Kormir whimpers. It's cool, but not cold in the darkness, but the lack of light seems to have a physical weight to it, it's absolute nature oppresive, like a blanket that presses down on ones soul. Genetic, evolutionary, mystical, whatever it is, humanity fears the dark on a very primal level. Night time, rooms without lights, those are all dark, but they're not Dark. This is the later, not the former. Capital D. Like space, without suns. Primordial. The Abyss that Nietzsche was so fond of philosophizing about. And then it's gone. The light and noise and life of the city comes crashing back in like an ocean wave, hammering down over the oppresive silence and solitary nature the darkness offered, to loud and to bright all at once, jarring and uncomfortable.
Hod has a sheen of sweat on his forehead, his breath carefully controlled as he leans on his spear, "Kormir," he says softly as the Jotun wimpers again, having tried to curl in on himself without realizing it, "you're off the edge of the map son. Here there be monsters." sure, it's a line stolen from a movie, but it's a good fucking line, and Hod's not one to waste good material when it's available. "You will confess to the murder of the woman," still he speaks quietly, almost gently, but not it's hard to hear him through the ambient sounds of the city far below, "you will throw yourself upon the mercies of the mortal law enforcement because you /know/ their mercy is far greater then my own." he leans in to Kormir's face, so that his breath can waft cool across the half-giant's face, "If you do not do this before the sun rises. There is no place you can hide from me. No power you can find that will protect you. And then you can beg Hodr Odinson for the mercy he's so very famous for granting." this time it's Hod's words that are spoken with an audible grin.
"I'd take the deal, personally," Jean drawls in a low tone of her own, inspecting her nails. "He's got a surprising knack for getting people to do his dirty work, and there are a lot of creative people around when it comes to dirty work."
Hod moves and the spear arcs in a blur that trails shadows and glinting moonlight, the point coming to rest four inches deep in the cement of the rooftop. Chains tinkle and slowly fall away from Kormir, bits clattering from his neck and waist and ankles and wrists, each falling away in a steely slithering sound until a small pile of them rests beneath him on the grass. "You should hurry." he says into the night air, "The sunrise is right around the corner."
Kormir needs little prodding. He flees. Standing on wobbly legs he begins a mad scramble for the door to the roof and presumably back down to the ground floor.
Jean watches the Jotun go, making sure he's actually leaving, before she turns back to Hod. "So, that was fun. How many giantesses do you have a grudge with? Like, a specific grudge, because that sort of 'end the world to screw with' you thing usually doesn't come from an impersonal encounter."

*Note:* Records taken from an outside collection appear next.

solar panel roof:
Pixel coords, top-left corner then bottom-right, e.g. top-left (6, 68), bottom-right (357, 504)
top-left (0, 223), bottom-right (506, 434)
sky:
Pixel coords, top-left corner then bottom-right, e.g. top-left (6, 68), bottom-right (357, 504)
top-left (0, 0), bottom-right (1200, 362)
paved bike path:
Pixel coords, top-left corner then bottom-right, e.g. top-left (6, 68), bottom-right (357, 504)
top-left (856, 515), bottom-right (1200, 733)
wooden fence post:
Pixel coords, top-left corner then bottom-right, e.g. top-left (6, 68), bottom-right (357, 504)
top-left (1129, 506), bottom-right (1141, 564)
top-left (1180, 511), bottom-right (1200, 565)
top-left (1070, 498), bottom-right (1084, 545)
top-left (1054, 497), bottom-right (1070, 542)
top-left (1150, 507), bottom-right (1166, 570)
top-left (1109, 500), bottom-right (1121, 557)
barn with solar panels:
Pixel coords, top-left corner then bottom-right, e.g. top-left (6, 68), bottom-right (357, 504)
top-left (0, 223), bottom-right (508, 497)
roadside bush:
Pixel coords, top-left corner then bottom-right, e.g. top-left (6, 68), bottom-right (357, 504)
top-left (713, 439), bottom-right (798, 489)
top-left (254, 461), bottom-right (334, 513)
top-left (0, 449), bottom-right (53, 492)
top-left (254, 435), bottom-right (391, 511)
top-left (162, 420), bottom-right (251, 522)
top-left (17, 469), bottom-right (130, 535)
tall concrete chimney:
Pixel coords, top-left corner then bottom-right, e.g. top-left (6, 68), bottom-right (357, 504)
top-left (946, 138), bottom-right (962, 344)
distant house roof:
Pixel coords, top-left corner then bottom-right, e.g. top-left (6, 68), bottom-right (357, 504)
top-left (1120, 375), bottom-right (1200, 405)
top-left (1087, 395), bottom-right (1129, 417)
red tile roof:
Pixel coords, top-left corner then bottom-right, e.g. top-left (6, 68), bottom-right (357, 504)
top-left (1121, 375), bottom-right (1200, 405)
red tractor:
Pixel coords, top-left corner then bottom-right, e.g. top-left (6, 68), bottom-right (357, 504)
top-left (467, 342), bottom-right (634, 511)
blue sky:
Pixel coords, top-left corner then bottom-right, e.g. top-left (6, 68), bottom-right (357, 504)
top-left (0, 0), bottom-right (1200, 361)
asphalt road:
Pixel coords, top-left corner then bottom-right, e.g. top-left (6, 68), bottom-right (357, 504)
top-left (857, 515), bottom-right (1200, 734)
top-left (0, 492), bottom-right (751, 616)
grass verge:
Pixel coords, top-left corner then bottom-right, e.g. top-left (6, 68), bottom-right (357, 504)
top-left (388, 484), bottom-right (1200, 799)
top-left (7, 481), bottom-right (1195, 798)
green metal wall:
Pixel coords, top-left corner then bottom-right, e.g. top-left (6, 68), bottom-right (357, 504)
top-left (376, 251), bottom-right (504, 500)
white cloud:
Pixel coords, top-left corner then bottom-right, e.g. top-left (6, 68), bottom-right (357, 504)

Kormir is gone in moments, and once the door closes behind him, Hod slide down the spears shaft and flumps onto the ground, breathing heavily and leaning his forehead against the ebon haft of the weapon. He holds up a single shaking finger, silently asking for a minute. He seems to be shaking slightly as if he's just run very far and very fast without stopping. After a few long moments he turns his head a bit so that he's speaking in Jean's direction, "There was a war." he says simply, "There was a lot of death." he adds lamely, "How many sons, husbands, fathers, mothers, daughters, etc did I kill?" he asks, then shrugs, "Five centuries of war kid. You slaughter a lot of stuff." he rests his head on the spear again, "We need to go, before the cops show up and questions are asked. Mind if I bum a ride?" he asks. "I'm not sure I have the juice right now to do my thing."
"Yeah, I've got you." Jean comes over, reaching a hand down for his shoulder then leaning over to take his hand in her other hand to help him up. "Let's go get you some ice cream and figure out where we're headed."